Elements of Judicial Estoppel Defense


Judicial estoppel precludes a party who successfully maintains a position in one proceeding from later adopting a clearly inconsistent position in another proceeding to obtain an unfair advantage. Ferguson v. Bldg. Materials Corp. of Am., 295 S.W.3d 642, 643 (Tex. 2009) (citing Pleasant Glade Assembly of God v. Schubert, 264 S.W.3d 1, 6 (Tex. 2008)).

The doctrine is not intended to punish inadvertent omissions or inconsistencies but rather to prevent parties from playing fast and loose with the judicial system for their own benefit. Id. (citing Schubert, 264 S.W.3d at 7).


The elements of judicial estoppel are (1) a sworn, prior inconsistent statement made in a prior judicial proceeding; (2) the successful maintenance of the contrary position in the prior action; (3) the absence of inadvertence, mistake, fraud, or duress in the making of the prior statement; and (4) the statement was deliberate, clear, and unequivocal. DeWoody v. Rippley, 951 S.W.2d 935, 944 (Tex. App.-Fort Worth 1997, writ dism'd by agr.).

SOURCE: Fort Worth Court of Appeals Nos. 02-09-00446-CV, 02-09-00320-CV 3/24/11


Dickson v. Stockman, 411 S.W.2d 610, 614 (Tex. App.-Fort Worth 1966, writ ref'd n.r.e.) (affirming judicial estoppel against appellant pleading claims contradicting those made in prior successful summary judgment action); Wall v. Young Cnty. Lumber Co., 368 S.W.2d 789, 792 (Tex.

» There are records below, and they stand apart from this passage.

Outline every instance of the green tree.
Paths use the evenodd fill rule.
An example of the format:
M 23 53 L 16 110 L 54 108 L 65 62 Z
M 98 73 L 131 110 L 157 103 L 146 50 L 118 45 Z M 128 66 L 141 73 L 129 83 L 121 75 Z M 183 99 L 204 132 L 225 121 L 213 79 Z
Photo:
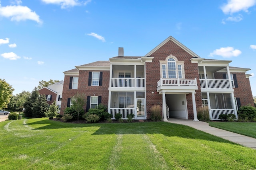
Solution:
M 0 78 L 0 108 L 7 108 L 14 89 L 4 79 Z
M 49 109 L 45 95 L 40 95 L 32 106 L 32 117 L 34 118 L 45 117 L 45 112 Z
M 31 93 L 31 95 L 27 97 L 23 106 L 25 108 L 24 114 L 26 116 L 32 117 L 33 117 L 33 104 L 38 100 L 39 93 L 37 91 L 37 88 L 35 87 Z
M 39 85 L 37 86 L 37 88 L 38 89 L 40 89 L 44 87 L 48 87 L 49 86 L 54 84 L 54 83 L 57 83 L 60 80 L 54 80 L 52 79 L 50 79 L 50 80 L 48 82 L 45 80 L 40 81 L 39 81 Z
M 46 112 L 46 116 L 49 117 L 50 119 L 53 119 L 53 117 L 58 114 L 58 106 L 56 106 L 56 102 L 54 101 L 49 107 L 49 109 Z
M 18 94 L 16 94 L 16 108 L 17 110 L 21 111 L 26 99 L 31 95 L 29 91 L 23 90 Z
M 72 100 L 71 107 L 76 110 L 77 114 L 77 121 L 78 121 L 79 120 L 79 113 L 80 113 L 80 117 L 82 117 L 82 115 L 84 113 L 84 110 L 83 107 L 85 104 L 85 96 L 84 94 L 80 94 L 77 93 L 73 98 L 74 99 Z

App.-Fort Worth 1963, no writ.) (concluding that appellant "necessarily" taking a positive position of creditor in prior sworn account action seeking repayment of advanced funds was "judicially estopped" in later action from asserting title to the advanced funds or title to the land purchased with the funds); see also Comerica Acceptance Corp. v. Dallas Cent. Appraisal Dist., 52 S.W.3d 495, 497 (Tex. App.-Dallas 2001, pet. denied) (indicating that common definition of term "owner" does not include person in possession of personal property collateral for purpose of selling it pursuant to a security agreement); Borg-Warner Acceptance Corp. v. Massey-Ferguson, Inc., 713 S.W.2d 351, 354 (Tex. App.-Dallas 1985, writ ref'd n.r.e.) (op. on reh'g) (noting that it is well settled in Texas law that an owner cannot have a lien on his own property because they are inconsistent interests); cf. Williams v. Unifund CCR Partners Assignee of Citibank, 264 S.W.3d 231, 234 (Tex. App.-Houston [1st Dist.] 2008, no pet.) (noting that passage of title is required to invoke procedural rule on sworn account).